NHRA - National Hot Rod Association


Last season's Gainesville winner Jeff Strickland returns to defend the title

The NHRA Lucas Oil Drag Racing Series season has begun, and two-time world champion Jeff Strickland is eagerly anticipating kicking off his own 2024 run in just a couple of weeks in Gainesville, where he won last season's division race and national event.
20 Feb 2024
Kelly Wade
Jeff Strickland

It's official: the NHRA Lucas Oil Drag Racing Series season has begun, and two-time world champion Jeff Strickland is eagerly anticipating kicking off his own 2024 run in just a couple of weeks. He'll do so at Gainesville Raceway, where he went back-to-back last season with wins at the division race and national event. 

Much of his success in Gainesville and beyond has come because "Strick" has been unfailingly devoted to drag racing for 35 years, and he has no intention of slowing down anytime soon. 

"I just love the game," said the two-time NHRA Lucas Oil Drag Racing Series world champion who got his first start at the local dragstrip at the tender age of 13. He now competes regularly in Stock and Top Dragster, though he has claimed wins in four different categories, including Super Comp and Super Stock.

"I have the two most fun race cars you can possibly drive. As long as I'm competitive and mentally capable, I don't see ever retiring from drag racing," he said.

Last year, Red Bay, Ala., native Strickland put together one of his strongest seasons in recent history with national event wins claimed in Stock eliminator driving the GM Parts Now/Berger Chevrolet COPO Camaro owned by Victor Cagnazzi. Strick, who has driven a COPO for Cagnazzi for a decade, finished No. 2 in the nation in Stock with 633 points behind Kyle Rizzoli's 699. 

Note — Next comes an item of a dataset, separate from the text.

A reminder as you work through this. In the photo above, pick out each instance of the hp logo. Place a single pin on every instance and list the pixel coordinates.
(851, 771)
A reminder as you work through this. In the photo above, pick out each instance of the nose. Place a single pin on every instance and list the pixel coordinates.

While three wins in Stock and a strong finish was pleasing, his scorecard in Top Dragster was just as commendable. In addition to locking down the Southeast Division Top Dragster championship in his Sticker Punk-themed rail – the eighth division title of his career – Strickland also scored a long-sought, hard-fought win at the NHRA U.S. Nationals. In the final round at Lucas Oil Indianapolis Raceway Park, he threw down a .009-second reaction time and went 6.292 on his 6.24 target to defeat Holden Laris' .050 and 6.251 (6.17). 

"It was a different kind of national event win," said Strickland, who enters the new season with 23 national event Wallys on the shelf but acknowledged the enormity of finally winning drag racing's most prestigious and historic event. 

"My goal is to win at every racetrack I race in my lifetime; Indy was one I had never won – and never expected to win. I drive good there, my cars are good, I've just never had any luck. But this particular past year, I was like, I'm just here to shake hands and kiss babies. If anything, I thought I could win in the COPO – that COPO is dangerously good – but I actually won in Top Dragster. I don't think I've ever been as nervous as I was for that final. But I've always said, 'If you get good people around you, good things happen.' "

Strickland, whose nearly two-dozen wins have taken place at 11 different facilities, generally sticks to racing where he has good history. The upcoming Amalie Motor Oil NHRA Gatornationals at Gainesville Raceway is an event that he has won five times, including last season in Stock, and he'll prime for the national event by working to defend the Baby Gators title he scooped up there last year in Top Dragster. The acclaimed Division 2 event at Gainesville Raceway will take place the weekend before the Gatornationals. 

"Gainesville is a very important track to me," said Strickland. "Just like Bristol and now Indy. Anytime you win at a track, you crack the code. Now you can go after them and try to get more wins."

After racing at the Gatornationals, Strickland will move on to South Georgia Motorsports Park and Silver Dollar Motorsports Park for additional division races before heading to the national event in Bristol, which he has won four times. With the recent history of a great season fresh in his mind, he's looking forward to biting into a new campaign. But while others were building, rebuilding, refreshing, and updating in preparation for the new year, Strick took a somewhat different approach. 

"To be honest, we didn't change anything in either car over the winter," he said. "They're sitting there on jack stands, ready to go, and were not touching anything. I want to pick up where we left off 2023, if that's possible." 

He isn't going into the new season on a wing and prayer, though. Strickland has plenty of experience to lean into, and previous decisions sprouted from that experience have churned out extraordinary results. In 2016, he became the second driver in NHRA to earn two world championships in one season (Stock and Top Dragster), and he's twice doubled-up at national events, a feat reserved for a select few. While he appreciates the accomplishments that have come his way, they're really just part of Strickland's greatest intention. It really just comes down to enjoying life, and the second-generation competitor enjoys the heck out of NHRA Drag Racing. 

"My goal is to make sure I have fun every single day," he said. "Every minute you waste being unhappy is a minute you can never get back. There are so many people who would give a limb to be able to do what we do – how do you not appreciate it?"